Especial: Red Bull Bragantino, o clube-empresa que promete fazer barulho em 2020
As declarações de Chedid causaram incômodo internamente e o clube diz que não vai mais se manifestar sobre o assunto. No entanto, André Sica, advogado de Palmeiras e Bragantino, e que vem sendo um “representante informal” dos clubes a favor da MP, diz não apenas que o clube de Bragança tem respaldo jurídico para se fazer valer da medida e mostrar seus 19 jogos em casa, como terá o apoio dos colegas, que não veriam problema em ter suas visitas a Bragança exibidas nas plataformas da Red Bull.
“Os clubes aceitariam com certeza e não existe a menor dúvida de que o Bragantino possa mostrar suas partidas com base na MP. Na verdade, seria a maior injustiça do mundo cercear um clube do direito de transmitir seus jogos só porque os outros assinaram com outra empresa”, diz.
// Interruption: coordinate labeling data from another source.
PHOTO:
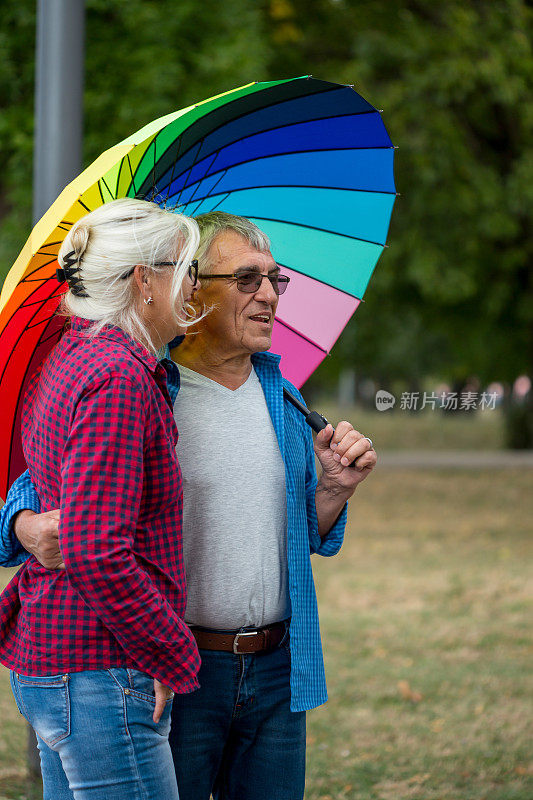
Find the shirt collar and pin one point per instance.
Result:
(266, 360)
(115, 334)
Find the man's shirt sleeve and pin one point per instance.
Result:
(21, 495)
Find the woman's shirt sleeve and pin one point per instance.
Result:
(101, 489)
(22, 495)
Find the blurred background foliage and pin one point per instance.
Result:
(453, 295)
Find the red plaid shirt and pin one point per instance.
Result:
(99, 440)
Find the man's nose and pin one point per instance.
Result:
(266, 292)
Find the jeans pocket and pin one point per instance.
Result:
(45, 702)
(141, 685)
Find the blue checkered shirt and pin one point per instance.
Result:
(308, 684)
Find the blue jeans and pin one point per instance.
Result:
(236, 736)
(96, 736)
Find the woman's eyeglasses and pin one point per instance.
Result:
(249, 282)
(192, 272)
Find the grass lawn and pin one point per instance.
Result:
(426, 621)
(422, 430)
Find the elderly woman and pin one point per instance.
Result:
(97, 650)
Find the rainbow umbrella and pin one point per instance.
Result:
(309, 161)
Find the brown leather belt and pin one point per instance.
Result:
(241, 642)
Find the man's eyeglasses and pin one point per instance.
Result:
(192, 272)
(249, 282)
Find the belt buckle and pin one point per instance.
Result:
(236, 640)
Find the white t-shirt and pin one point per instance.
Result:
(234, 505)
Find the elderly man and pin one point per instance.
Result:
(254, 512)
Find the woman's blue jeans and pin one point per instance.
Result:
(236, 736)
(96, 736)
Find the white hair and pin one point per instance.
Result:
(213, 223)
(107, 244)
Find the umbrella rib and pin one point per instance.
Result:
(41, 341)
(291, 186)
(42, 266)
(200, 181)
(21, 333)
(243, 114)
(107, 187)
(173, 167)
(302, 335)
(36, 302)
(291, 153)
(315, 228)
(80, 201)
(40, 322)
(222, 174)
(318, 280)
(190, 170)
(262, 108)
(131, 173)
(219, 202)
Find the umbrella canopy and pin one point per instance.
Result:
(309, 161)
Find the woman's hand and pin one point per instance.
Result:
(162, 694)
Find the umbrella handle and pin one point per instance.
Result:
(315, 420)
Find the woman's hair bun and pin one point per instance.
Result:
(77, 240)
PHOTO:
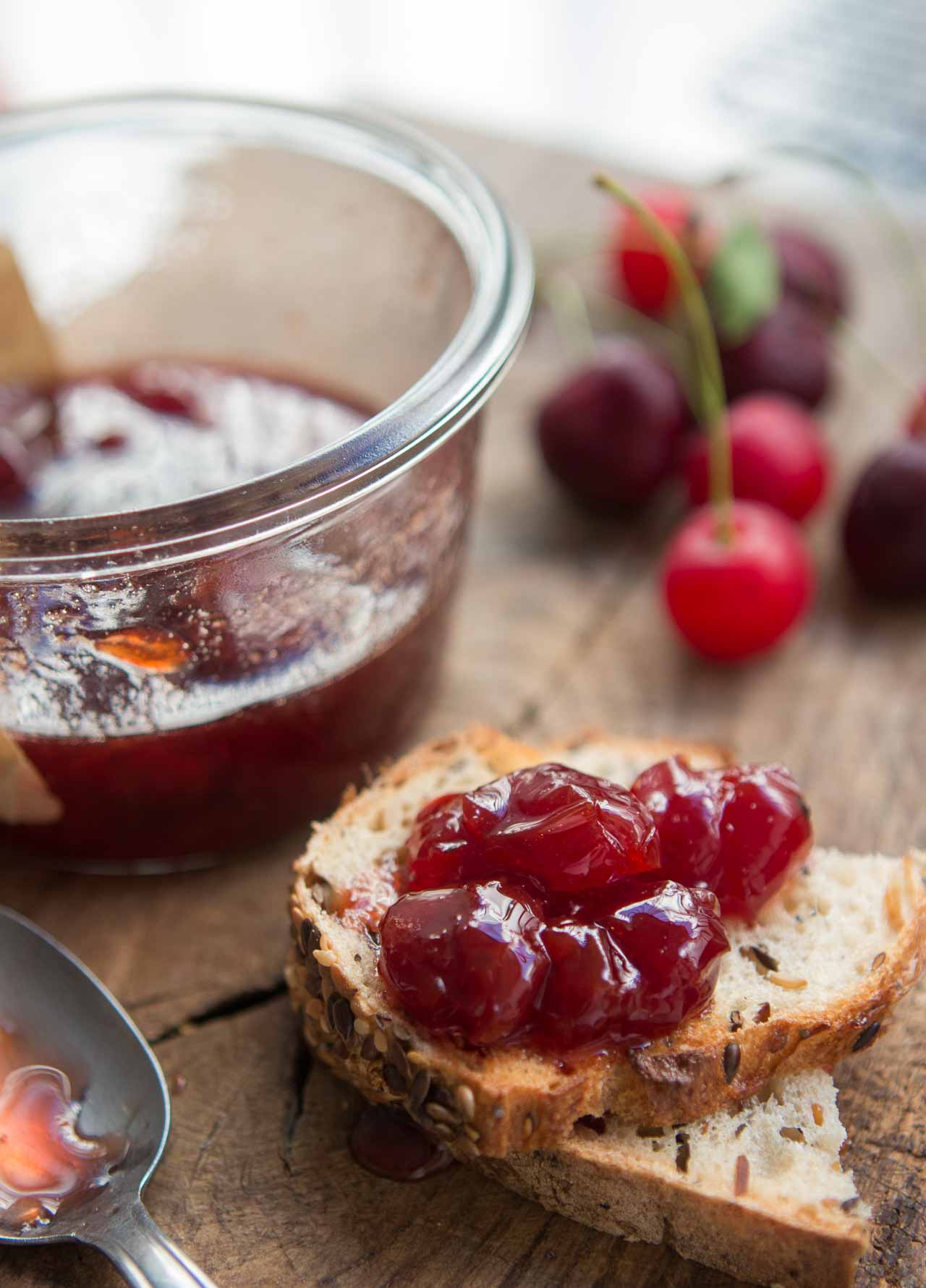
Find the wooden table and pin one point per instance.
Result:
(558, 625)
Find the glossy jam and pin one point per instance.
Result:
(46, 1164)
(227, 785)
(561, 829)
(386, 1143)
(151, 435)
(530, 953)
(467, 960)
(190, 714)
(738, 831)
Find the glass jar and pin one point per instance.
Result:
(305, 610)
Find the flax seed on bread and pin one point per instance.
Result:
(815, 981)
(757, 1193)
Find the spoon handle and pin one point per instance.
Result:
(145, 1256)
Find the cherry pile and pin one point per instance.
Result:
(566, 912)
(759, 311)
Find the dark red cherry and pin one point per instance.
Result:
(733, 600)
(155, 391)
(789, 353)
(465, 961)
(642, 968)
(810, 272)
(562, 829)
(739, 831)
(609, 435)
(885, 523)
(14, 469)
(778, 456)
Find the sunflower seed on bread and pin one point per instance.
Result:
(807, 969)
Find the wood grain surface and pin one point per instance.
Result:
(558, 625)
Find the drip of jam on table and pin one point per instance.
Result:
(386, 1143)
(46, 1162)
(208, 709)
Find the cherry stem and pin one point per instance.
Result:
(710, 375)
(909, 262)
(567, 303)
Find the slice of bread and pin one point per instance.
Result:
(759, 1193)
(815, 981)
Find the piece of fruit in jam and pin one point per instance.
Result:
(738, 831)
(467, 961)
(635, 971)
(46, 1162)
(553, 826)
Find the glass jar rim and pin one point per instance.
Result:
(454, 388)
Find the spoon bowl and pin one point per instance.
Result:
(71, 1022)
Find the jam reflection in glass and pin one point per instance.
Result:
(186, 712)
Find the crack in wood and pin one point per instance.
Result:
(237, 1004)
(302, 1068)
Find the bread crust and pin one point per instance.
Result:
(501, 1101)
(744, 1237)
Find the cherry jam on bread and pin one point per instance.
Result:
(563, 912)
(737, 831)
(566, 829)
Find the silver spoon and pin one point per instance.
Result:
(75, 1024)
O grupo a favor da MP defende que a medida não retira nenhum direito da Globo (que já não poderia mostrar o Bragantino de qualquer forma), apenas possibilita que não haja “apagões”, ou seja, jogos sem nenhuma transmissão. A emissora discorda desta visão.
Entenda o imbróglio jurídico
O cenário para o Brasileirão é idêntico ao do Campeonato Carioca, basta trocar Red Bull Bragantino por Flamengo. Único sem contrato com a Globo no Estadual, o clube rubro-negro se fez valer da MP e transmitiu seu jogo contra o Boavista na FlaTV, em 1º de julho. Um dia depois, a emissora rescindiu o contrato alegando “quebra de exclusividade“, alegando ter direito de transmissão sobre os jogos do Boavista – não do Flamengo. A Globo entende que contratos previamente assinados devem ser mantidos, enquanto quem não assinalou com ela se baseia na MP, que é válida por 120 dias até ser votada no Congresso, para “desbloquear” jogos. Os 16 clubes unidos já fazem lobby por sua aprovação no Congresso.
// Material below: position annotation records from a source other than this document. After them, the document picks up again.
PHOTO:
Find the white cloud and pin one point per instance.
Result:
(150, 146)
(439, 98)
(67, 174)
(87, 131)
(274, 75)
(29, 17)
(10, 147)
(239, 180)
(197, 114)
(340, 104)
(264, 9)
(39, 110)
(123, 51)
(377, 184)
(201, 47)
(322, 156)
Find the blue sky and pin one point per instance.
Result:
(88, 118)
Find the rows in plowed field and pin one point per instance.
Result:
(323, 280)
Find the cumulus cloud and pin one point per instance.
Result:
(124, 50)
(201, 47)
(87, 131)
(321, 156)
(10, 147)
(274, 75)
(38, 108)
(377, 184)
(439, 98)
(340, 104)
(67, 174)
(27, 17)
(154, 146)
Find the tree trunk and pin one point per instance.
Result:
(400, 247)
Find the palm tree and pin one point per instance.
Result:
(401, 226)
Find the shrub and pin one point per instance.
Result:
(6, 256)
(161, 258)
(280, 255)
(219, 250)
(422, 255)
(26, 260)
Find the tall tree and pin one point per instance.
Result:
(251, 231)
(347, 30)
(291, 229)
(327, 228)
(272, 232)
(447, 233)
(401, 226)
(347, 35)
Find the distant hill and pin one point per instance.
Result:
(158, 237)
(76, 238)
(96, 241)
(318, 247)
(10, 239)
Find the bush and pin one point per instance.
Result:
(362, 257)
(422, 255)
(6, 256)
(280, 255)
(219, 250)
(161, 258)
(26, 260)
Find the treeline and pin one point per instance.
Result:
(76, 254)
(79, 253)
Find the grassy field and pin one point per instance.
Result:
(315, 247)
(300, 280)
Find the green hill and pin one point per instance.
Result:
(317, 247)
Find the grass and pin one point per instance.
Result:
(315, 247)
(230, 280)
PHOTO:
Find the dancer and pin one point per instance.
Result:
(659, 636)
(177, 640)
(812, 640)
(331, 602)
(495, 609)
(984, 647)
“A nossa compreensão é que a Globo não tinha tecnicamente razões jurídicas para rescindir o contrato do Campeonato Carioca. Foi uma manobra para retaliar a MP e aproveitar o momento para cortar o investimento nos Estaduais. Ela pode eventualmente tentar a mesma jogada no Brasileirão, mas eu diria que ela enfrentará uma resistência muito maior. E, ao contrário do Carioca, o Brasileirão tem um valor muito grande para a emissora”, diz o advogado André Sica.
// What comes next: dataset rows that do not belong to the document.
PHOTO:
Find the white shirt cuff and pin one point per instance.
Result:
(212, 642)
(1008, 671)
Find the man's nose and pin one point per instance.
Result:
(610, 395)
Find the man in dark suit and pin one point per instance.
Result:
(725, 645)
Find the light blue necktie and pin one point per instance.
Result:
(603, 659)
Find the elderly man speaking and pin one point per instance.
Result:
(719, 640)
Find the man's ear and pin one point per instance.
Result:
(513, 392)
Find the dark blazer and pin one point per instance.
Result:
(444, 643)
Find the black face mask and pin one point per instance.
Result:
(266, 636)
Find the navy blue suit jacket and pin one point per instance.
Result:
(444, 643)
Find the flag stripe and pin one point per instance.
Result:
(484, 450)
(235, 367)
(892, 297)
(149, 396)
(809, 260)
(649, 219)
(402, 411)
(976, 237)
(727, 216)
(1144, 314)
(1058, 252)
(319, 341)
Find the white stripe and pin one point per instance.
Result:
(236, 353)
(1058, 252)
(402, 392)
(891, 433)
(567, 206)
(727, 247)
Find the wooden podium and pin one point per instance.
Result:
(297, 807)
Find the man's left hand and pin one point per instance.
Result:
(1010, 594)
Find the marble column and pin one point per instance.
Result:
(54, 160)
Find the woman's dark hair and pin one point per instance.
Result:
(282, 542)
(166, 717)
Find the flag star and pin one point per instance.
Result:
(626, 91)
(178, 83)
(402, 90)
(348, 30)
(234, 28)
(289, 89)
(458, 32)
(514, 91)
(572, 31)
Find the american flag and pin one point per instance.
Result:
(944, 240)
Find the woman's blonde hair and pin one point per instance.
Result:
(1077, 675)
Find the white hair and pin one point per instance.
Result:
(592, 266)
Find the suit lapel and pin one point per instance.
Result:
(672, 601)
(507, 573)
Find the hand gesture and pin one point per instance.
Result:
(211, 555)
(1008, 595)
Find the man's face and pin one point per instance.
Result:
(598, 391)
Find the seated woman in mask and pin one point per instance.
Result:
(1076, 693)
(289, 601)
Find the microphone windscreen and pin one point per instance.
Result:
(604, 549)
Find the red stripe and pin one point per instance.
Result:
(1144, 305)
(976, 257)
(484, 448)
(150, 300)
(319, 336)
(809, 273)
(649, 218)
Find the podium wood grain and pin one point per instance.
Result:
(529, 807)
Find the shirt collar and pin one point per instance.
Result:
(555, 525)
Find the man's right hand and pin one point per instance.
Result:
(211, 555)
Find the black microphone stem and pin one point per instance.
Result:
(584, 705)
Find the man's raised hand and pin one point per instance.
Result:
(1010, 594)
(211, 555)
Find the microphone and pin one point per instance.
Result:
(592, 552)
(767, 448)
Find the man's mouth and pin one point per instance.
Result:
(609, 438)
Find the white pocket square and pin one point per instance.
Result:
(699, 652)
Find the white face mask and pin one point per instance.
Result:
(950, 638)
Recente reportagem de VEJA destrinchou a MP e mostrou que o futebol, de fato, é um dos principais produtos vendidos pela Globo ao mercado publicitário. Estima-se que a emissora fature 1,8 bilhão de reais com a venda das seis cotas anuais de propaganda vinculadas às suas transmissões de futebol, além de outro 1,4 bilhão recolhido dos torcedores que pagam pelo serviço pay-per-view dos jogos no seu canal Premiere. Na última quarta, o Flamengo cedeu a transmissão da final do Carioca ao SBT, que chegou a vender seis cotas publicitárias e liderar a audiência no Rio de Janeiro.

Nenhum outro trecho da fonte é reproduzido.